Paolo Bonolis ad Avanti un Altro! – larchitetto.it

Avanti un Altro!, il ritmo delle registrazioni: la regola delle sei puntate e l’attesa dei tre giorni

La produzione richiede ai partecipanti una disponibilità temporale piuttosto ampia. Non basta presentarsi per un paio d’ore sperando di finire subito davanti alle telecamere. Secondo la testimonianza dell’ex concorrente, la redazione richiede una presenza costante per un blocco di tre giorni consecutivi. Questo lasso di tempo serve a coprire un pacchetto specifico di lavoro televisivo. Il piano di produzione standard prevede solitamente la registrazione di due puntate al giorno. Di conseguenza, il blocco di tre giorni serve a completare un totale di sei puntate. Questo schema permette di ottimizzare i costi di gestione e la presenza del cast fisso. Tuttavia, l’ordine di entrata non è mai stabilito in modo rigido o definitivo. La scaletta rimane aperta fino all’ultimo istante utile.

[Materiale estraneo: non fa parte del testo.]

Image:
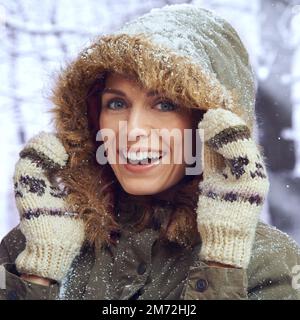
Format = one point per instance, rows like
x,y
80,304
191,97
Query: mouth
x,y
144,161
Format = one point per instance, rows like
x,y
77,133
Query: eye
x,y
167,106
118,104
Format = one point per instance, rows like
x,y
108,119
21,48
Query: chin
x,y
139,190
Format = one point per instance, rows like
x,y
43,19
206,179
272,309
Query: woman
x,y
94,230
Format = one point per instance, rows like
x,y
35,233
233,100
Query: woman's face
x,y
145,113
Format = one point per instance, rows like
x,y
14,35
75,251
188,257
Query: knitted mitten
x,y
53,234
233,190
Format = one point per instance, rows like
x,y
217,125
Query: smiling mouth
x,y
145,161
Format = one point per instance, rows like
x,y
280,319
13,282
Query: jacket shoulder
x,y
11,245
270,271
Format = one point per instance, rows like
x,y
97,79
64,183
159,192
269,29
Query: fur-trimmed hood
x,y
189,53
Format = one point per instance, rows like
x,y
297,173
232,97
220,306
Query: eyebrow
x,y
121,93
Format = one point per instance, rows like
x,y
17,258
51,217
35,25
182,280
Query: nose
x,y
137,123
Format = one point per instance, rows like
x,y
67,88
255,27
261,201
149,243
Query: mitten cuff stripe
x,y
40,159
35,213
233,196
235,133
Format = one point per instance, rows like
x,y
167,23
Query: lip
x,y
132,149
140,168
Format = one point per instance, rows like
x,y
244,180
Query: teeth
x,y
139,156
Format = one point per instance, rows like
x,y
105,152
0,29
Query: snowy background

Il motivo di questa incertezza risiede proprio nella natura del gioco. Il numero di persone che sfilano davanti al Pidigozzaro varia sensibilmente in ogni sessione. Se i concorrenti sbagliano rapidamente le risposte, la puntata scorre veloce. Al contrario, se molti raggiungono la fase finale, i tempi si dilatano. La redazione non può quindi garantire a nessuno l’orario esatto della propria performance. I partecipanti trascorrono molto tempo nelle aree comuni o nei camerini dedicati. Durante queste ore, l’emozione iniziale spesso lascia il posto alla stanchezza. Gli autori lavorano costantemente per monitorare l’andamento delle registrazioni. Il loro obiettivo resta quello di consentire a ogni persona convocata di avere il proprio spazio televisivo entro i tre giorni pattuiti.

L’ex concorrente spiega che questa organizzazione è necessaria per evitare buchi nella produzione. Se una puntata finisce prima del previsto, la troupe deve essere pronta a iniziare immediatamente la successiva. Il coordinamento tra regia, trucco e parrucco deve essere perfetto. Ogni minuto di fermo macchina rappresenta un costo elevato per la rete. Per questo motivo, la disponibilità dei concorrenti funge da cuscinetto di sicurezza per il programma. Vivere il backstage di Canale 5 offre una prospettiva diversa sulla televisione. Ciò che da casa appare come un flusso continuo di risate e battute, in studio è il risultato di un lavoro metodico.